In any case, if you want to understand the tensor product, you should distinguish conceptually between the definition (universal property) and the proof of existence (which is the $F/f$). The former is by what the tensor product does, and the second one you can essentially forget about, you never use it in dealing with tensor products (I say this as someone who uses every day, it is just not useful in practice); in fact you can find this statement in the standard textbook on commutative algebra by M. Atiyah.

To understand this group $F$: let $X$ be any set (in your case you have $X:=A\times B$). We can form the set of maps $X\rightarrow\mathbf{Z}$ with finite support, and define the free abelian group $F(X)$ generated by $X$ to be this set with the pointwise defined group operation. Note that the elements $\delta_x$ ($x\in X$) given by $\delta_x:X\rightarrow\mathbf{Z}$, $\delta_x(y)=0$ for $x\neq y$ and $\delta_x(x)=1$ form a basis of this group: for $\alpha:X\rightarrow\mathbf{Z}$ you have $\alpha=\sum_{x\in X}\alpha(x)\delta_x$ and this expression is unique. The map from $X$ to $F(X)$ by $x\mapsto\delta_x$ is injective, and if we identify $X$ with its image, then $X$ can be viewed as a basis for this group.

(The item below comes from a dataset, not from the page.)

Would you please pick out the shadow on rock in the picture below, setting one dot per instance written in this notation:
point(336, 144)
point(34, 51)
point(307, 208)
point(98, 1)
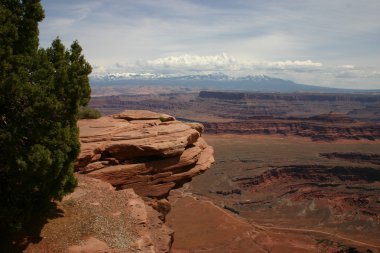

Do you still need an example? I think you are mostly confused about notation. In any case: take for instance $X=\mathbf{N}$. Then $F(X)$ is just the set of sequences in $\mathbf{Z}$ with finite support (meaning that for every sequence only finitely many members are nonzero).

Answer 2

This bothered me too at first. The key thing to note is that the group operation in $F$ has nothing at all to do with the group operation in $A\times B$. For example, let $A=\mathbb{Z}_2$ and $B=\mathbb{Z}_4$. Then an element of $F$ looks like $$a_1(0,0)+a_2(1,0)+a_3(0,1)+a_4(1,1)+a_5(0,2)+a_6(1,2)+a_7(0,3)+a_8(1,3)$$ where the $a_i$ are integers. $F$ is the set of all formal integer linear combinations of the elements of $A\times B$. When we take the quotient, we impose relations on these elements. An example of one of the elements that generate the kernel $f$ is $$(1,1+2)-(1,1)-(1,2)$$ This is sent to $0$ when we take the quotient, which means that $$[(1,1+2)]-[(1,1)]-[(1,2)]=0$$ or $$[(1,1+2)]=[(1,1)]+[(1,2)]$$ In tensor product notation we are saying that $1\otimes (1+2)=1\otimes 1+1\otimes 2$, as $(a,b)\mapsto a\otimes b$.